And I'm looking at all, none of it was practical. And all of a sudden, somebody shows up and goes,
so you can go online, fully online, Georgia Tech, $275 a credit, costs 10 grand for the entire
program. And it's geared towards a working
professional and you can take anywhere from two to six years so you take like one class a semester
if you want or two or even three if they allow you but they usually restrict you so it just blew
my mind i was like this exists today that i i can start earning another master's degree in data analytics and I'll say be
classically trained. It's funny because when I learn things in class, I feel like I'm Thornton
Mellon and back to school. And I'm just like, oh, you left out a bunch of stuff. That isn't how you
do it at all, right? That's kind of my reaction. I'm like, calm down. I'm sure the professor has a point. I'll hear him out. But to me, you asked why, and I just said the challenge. Am I really good at
what I do? I feel I am. I already have a master's degree. I'm not worried about the level of work
and the commitment involved in earning another one. I just want to show to myself that I want
to learn and make sure I can do things like code in
Python. If anybody has a chance to take a programming class, a graduate level programming
class from Georgia Tech, you should do it. You should see where your skills rate at that level,
right? So it was for the challenge. I want to know if I can do it. I'm three classes in. I just
started my fourth. Actually, today was the start of the fall semester.

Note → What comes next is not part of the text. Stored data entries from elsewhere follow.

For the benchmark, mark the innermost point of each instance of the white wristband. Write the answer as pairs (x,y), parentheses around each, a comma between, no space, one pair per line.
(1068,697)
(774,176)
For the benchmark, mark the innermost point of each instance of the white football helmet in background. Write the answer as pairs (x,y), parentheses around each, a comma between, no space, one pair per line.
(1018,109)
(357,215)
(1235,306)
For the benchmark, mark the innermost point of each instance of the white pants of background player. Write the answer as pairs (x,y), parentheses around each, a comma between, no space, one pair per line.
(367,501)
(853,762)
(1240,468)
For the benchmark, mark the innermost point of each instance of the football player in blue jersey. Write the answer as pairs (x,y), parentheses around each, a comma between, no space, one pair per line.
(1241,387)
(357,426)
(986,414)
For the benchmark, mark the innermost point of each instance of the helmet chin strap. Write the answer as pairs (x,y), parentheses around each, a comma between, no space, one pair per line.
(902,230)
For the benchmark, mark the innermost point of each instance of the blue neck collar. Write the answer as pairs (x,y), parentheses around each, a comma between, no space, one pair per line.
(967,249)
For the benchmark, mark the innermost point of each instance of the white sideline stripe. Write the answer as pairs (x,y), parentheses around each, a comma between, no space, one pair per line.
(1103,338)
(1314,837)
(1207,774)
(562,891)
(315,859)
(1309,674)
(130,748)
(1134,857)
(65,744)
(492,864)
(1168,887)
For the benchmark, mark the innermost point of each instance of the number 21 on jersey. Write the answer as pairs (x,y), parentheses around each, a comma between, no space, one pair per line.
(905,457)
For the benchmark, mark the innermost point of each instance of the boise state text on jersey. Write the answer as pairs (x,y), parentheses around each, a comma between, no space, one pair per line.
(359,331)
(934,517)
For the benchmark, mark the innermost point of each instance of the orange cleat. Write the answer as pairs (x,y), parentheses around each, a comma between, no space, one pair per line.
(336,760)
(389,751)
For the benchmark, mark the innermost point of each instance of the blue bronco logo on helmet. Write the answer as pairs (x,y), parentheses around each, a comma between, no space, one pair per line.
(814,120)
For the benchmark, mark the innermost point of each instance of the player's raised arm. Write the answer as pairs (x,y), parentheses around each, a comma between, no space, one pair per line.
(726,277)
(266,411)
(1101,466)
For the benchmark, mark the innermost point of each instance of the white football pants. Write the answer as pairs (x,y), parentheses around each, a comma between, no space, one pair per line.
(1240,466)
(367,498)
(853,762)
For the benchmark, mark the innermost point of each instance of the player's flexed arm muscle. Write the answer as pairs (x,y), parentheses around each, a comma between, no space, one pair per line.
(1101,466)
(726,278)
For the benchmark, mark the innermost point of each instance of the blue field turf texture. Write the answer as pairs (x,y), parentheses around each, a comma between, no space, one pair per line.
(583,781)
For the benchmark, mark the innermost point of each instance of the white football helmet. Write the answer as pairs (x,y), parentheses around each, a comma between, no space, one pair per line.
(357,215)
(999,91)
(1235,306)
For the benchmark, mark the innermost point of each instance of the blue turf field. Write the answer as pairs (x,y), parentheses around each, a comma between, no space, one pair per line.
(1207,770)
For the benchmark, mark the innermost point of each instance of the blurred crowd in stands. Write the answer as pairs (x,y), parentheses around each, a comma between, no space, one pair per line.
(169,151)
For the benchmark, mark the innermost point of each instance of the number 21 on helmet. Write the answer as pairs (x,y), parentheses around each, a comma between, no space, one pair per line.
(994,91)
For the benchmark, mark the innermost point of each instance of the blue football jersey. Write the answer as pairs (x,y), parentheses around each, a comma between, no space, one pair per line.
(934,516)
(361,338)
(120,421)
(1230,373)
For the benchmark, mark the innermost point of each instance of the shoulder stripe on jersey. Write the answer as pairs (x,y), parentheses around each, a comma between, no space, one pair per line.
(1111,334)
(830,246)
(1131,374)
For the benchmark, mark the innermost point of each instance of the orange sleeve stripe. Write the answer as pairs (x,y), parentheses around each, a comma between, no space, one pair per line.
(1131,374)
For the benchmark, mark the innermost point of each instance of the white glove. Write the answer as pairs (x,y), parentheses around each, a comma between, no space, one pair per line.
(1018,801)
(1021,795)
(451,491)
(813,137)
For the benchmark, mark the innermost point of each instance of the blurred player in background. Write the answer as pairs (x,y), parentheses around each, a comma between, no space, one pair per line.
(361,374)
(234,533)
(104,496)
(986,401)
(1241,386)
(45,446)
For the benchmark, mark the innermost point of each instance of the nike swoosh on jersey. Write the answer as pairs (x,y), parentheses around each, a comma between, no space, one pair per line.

And so I'm about halfway through and I'm loving it.
It's not too taxing.
It's just the right speed for me.
I get to do it in my leisure hours as they were.
Yeah, so I did it for the challenge.
I'm really glad I'm doing it.
I encourage anybody interested in obtaining a degree in data analytics to look at the Georgia Tech program,
it's well worth it. Georgia Tech's not a bad school. Like, if you had to go to school in the
South, it's all right. I always find it odd, just you had your first master's degree in, you know,
mathematics, and now you're going for data analytics, which sounds like mathematics with
extra steps. It is. Were there opportunities that you were hoping to pursue that were not
available to you with just the one
master's degree? So it's interesting you say that because I'm so old that when I went to school,
all we had was math. That was it. It was pure mathematics. I could have been a statistics
major, I think, and computer science was a thing. And one day I met a guy who transferred into math
from computer science. I'm like, why would you do that? What are you going to do with a degree in
math? And his response is, what am I going to do with a degree in computer science? And I look
back and I realize how we were both right. So I think at the time, if there had been a course in
applied mathematics, that would have piqued my interest. Like, what am I going to do with this
math degree other than become an actuary? Because that was about all I knew at the time. You were a teacher or an actuary. And that was about it. So the idea now that they have these programs
in data analytics or data science that are a little more narrow of focus, like this is what
we're going to do. We're going to apply a little bit of math, some calculus, some stats. We're
going to show you how to build your own simulations. We're going to show how to ask the right questions
of the data to give you a little
bit of training because they can't teach you everything.
You really have to have real world experience in whatever domain you're going to focus on,
be it finance or marketing or whatever.
All these right financial operations, that's just analytics for finance.
Marketing operations, that's analytics for marketing.
It's just, to me,
I think just the opportunity to have that focus would have been great back then,
and it didn't exist. And I want to take advantage of it now.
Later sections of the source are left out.